親知らずが生えたからといって、すぐに病院に行かなければならないというわけではありません。
なかには問題なく正常な向きで生えたり、虫歯にならないように管理していれば特に他の歯や周辺組織に影響もないという場合もあります。
3-2.腫れやすい体質はある?
歯ぐきの炎症は細菌の増殖が関係しているため、さまざまな腫れやすくなる因子があるということは確かに考えられます。
たとえば喫煙する人は、ニコチンが歯ぐきに悪影響であったり、糖尿病を抱えている人や妊娠中の人などは抵抗力が低くなっていたりホルモンの関係などで、通常よりも歯ぐきが腫れやすい体質といえます。
このように、体質で腫れやすい因子を持った方で親知らずが生えてきた場合には、早めに歯科医院で診察を受けて対処したほうがよいでしょう。
3-3.どのタイミングで病院にいくべき?
あまりにも腫れがひどい場合には、すぐに処置ができないこともあります。
お口が開かなかったり、炎症で麻酔が効かないとなると、処置や抜歯ができないからです。
そこで、親知らずが生えたことに気付いたら、状態を確認するために早めに歯科医院で診てもらうことをおすすめします。
3-4.歯科医院で定期管理してもらいましょう
親知らずは正常に生えてくれば問題なく過ごすことができますが、正常に生えてこないことの方が多い歯でもあります。

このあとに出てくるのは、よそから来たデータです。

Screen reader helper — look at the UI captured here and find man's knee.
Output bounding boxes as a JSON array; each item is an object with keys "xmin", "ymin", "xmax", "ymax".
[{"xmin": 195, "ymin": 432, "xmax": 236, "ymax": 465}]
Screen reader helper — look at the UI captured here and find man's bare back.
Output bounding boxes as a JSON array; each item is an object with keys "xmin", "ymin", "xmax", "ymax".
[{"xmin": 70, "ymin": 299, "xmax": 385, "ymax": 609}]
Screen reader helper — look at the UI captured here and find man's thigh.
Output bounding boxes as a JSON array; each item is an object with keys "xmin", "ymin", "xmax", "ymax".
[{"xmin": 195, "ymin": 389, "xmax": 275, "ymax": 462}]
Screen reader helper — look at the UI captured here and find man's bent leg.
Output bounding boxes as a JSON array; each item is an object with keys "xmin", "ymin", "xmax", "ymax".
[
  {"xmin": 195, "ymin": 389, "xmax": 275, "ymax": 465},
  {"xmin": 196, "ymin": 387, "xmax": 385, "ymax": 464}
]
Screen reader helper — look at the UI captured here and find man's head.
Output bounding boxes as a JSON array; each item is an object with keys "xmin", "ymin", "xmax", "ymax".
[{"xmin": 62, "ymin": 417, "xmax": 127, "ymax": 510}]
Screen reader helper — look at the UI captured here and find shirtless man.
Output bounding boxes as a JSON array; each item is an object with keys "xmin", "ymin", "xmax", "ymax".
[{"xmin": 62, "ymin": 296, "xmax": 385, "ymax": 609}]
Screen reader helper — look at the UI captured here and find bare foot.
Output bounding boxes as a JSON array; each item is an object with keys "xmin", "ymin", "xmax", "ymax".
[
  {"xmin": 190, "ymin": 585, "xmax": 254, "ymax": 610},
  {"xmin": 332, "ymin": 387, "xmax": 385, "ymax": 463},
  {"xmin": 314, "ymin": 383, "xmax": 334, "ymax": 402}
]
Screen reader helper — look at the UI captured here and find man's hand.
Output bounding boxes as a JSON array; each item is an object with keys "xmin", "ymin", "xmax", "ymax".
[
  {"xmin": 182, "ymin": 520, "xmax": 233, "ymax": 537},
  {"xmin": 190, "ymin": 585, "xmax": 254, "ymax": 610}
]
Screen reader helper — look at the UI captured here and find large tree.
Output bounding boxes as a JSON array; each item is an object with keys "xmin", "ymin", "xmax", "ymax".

そこで、まずは自分の親知らずがどのような状況なのかを把握しておくとよいでしょう。
そのためには歯科医院での定期検診を受けておくと、自分では気づけない症状なども気づくことができ、早期に対処することができます。
そうすれば腫れが重症化してしまうことも予防できるでしょう。
まとめ
親知らずが腫れると、さまざまな障害を招いてしまうことにつながってしまいます。
まずはなぜ腫れるのか、腫れたらどんな症状を起こすのかを理解し、自身の親知らずの状況を確認することが大切です。
親知らずは自分ではなかなか管理できないため、歯科医院で定期検診を受けながら対処してもらうことをおすすめします。